I guess what I'm saying is, if there is a question still in a patient's mind, then the doctor didn't do a very good job. And most doctors do a very bad job.
You do know docs need continuing learning throughout their career…. Right?
Also, as someone in healthcare (not a doc), your interpretation is… wild at best
Of course I know docs need continuous learning. But do they get all knowledge from that? Of course not. There are still gaps in their knowledge, and like I say, also gaps in scientific medical knowledge itself.
Which interpretation exactly? Can you elaborate please? I'm actually curious in what you think I'm wrong about.

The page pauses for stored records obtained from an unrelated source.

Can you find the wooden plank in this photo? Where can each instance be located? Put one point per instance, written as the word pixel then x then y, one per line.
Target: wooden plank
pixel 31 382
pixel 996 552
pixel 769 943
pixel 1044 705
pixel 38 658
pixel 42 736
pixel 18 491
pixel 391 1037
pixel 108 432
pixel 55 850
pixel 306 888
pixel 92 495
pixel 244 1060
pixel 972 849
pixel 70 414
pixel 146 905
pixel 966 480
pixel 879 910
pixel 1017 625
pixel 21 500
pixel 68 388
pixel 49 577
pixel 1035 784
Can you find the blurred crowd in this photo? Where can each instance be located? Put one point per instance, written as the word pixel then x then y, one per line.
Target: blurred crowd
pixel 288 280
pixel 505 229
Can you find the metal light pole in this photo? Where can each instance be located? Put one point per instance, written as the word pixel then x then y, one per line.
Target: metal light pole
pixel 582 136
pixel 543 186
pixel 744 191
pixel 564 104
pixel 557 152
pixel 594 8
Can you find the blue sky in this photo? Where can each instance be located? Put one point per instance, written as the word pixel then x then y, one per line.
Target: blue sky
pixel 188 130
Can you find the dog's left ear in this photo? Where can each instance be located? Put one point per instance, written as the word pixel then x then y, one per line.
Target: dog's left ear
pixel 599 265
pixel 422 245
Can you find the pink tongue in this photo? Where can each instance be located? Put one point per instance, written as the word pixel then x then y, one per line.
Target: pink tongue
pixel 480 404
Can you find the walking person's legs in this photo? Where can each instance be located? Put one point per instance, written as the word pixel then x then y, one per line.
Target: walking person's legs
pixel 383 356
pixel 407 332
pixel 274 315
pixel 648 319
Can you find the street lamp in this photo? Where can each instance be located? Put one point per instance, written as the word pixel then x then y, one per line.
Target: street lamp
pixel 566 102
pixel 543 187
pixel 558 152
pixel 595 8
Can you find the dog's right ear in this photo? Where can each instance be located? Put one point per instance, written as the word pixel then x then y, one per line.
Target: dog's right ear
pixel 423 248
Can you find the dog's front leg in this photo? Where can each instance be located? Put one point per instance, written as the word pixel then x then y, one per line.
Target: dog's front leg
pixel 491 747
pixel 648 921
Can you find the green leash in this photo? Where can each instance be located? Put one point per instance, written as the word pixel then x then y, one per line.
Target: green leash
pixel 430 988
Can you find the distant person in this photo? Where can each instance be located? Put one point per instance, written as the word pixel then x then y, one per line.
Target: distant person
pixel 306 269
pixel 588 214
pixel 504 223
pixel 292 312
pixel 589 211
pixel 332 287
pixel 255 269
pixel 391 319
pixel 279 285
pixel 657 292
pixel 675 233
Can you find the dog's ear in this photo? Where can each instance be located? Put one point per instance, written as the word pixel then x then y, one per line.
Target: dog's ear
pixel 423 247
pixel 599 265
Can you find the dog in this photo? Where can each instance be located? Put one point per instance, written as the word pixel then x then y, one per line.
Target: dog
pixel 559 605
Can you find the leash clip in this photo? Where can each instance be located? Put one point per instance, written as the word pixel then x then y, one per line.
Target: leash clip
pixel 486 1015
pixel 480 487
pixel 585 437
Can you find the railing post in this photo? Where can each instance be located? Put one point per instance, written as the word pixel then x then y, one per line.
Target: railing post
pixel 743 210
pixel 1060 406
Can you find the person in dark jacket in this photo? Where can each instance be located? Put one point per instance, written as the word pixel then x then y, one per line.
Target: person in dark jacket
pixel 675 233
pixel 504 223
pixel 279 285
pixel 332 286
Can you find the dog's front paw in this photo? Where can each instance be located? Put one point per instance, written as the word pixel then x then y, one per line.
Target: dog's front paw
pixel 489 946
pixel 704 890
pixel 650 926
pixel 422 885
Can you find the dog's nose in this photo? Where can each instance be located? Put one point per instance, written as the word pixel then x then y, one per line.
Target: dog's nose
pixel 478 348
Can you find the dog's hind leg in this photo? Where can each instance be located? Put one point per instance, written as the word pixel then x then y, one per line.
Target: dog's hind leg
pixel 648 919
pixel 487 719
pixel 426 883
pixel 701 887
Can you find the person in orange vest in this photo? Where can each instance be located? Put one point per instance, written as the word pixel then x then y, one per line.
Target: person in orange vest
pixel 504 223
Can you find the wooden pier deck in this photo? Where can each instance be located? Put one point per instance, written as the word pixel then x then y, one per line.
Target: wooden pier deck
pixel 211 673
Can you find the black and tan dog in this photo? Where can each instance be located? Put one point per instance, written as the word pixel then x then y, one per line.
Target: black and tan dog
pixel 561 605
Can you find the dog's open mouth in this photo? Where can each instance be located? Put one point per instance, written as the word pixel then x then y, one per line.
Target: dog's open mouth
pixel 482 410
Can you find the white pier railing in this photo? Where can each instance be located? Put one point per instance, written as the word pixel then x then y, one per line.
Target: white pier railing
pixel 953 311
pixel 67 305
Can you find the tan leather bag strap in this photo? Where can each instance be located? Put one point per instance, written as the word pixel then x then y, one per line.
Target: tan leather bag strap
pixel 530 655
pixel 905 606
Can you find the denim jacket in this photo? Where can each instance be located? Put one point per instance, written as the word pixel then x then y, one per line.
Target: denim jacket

I know doctors who get the same CE year after year after year, not because they want to stay up to date but because they want an easy way to keep their licensure. About 70% of my medical clients for that pattern.
No I don’t have a degree in medical but I have studied medical from Yale. I acknowledge that I am nowhere as knowledgeable as a doctor but if a doctor can’t cooperate and work with the patient why are they in that position. I’m not saying the things I bring up would be 100% correct. Though in the past I did this
Diagnosis hypothesis
Possible diagnosis 1#
Symptoms I know I have
Possible Diagnosis 2#
Symptoms I have
Possible Diagnosis as many as it takes
Symptoms I have
Then
My best guessed diagnosis
With symptoms making me consider
I look for them to help me work through these and see which are more likely than find the correct one if any are.
I wanted you to see this part, @Azzu@lemm.ee
Since in this instance. This is how I found out I had Bipolar and BPD. While it’s harder for medical specifically. It’s not impossible.
What did you study at Yale?
They have open coursework, lectures and more. I do understand it is not equal to going to Yale but for not being able to afford college. Yales free stuff is something I believe we all could argue is some of the most valuable experience beyond maybe Harvard’s stuff.
No from Yale which has much more nuance to it. At would mean I went to, from meaning from their course work.
This is a good approach imo, and if you truly didn't get the doctor you talked to to take you seriously and fully address your concerns, then they might be a lost cause. Some people are simply not capable.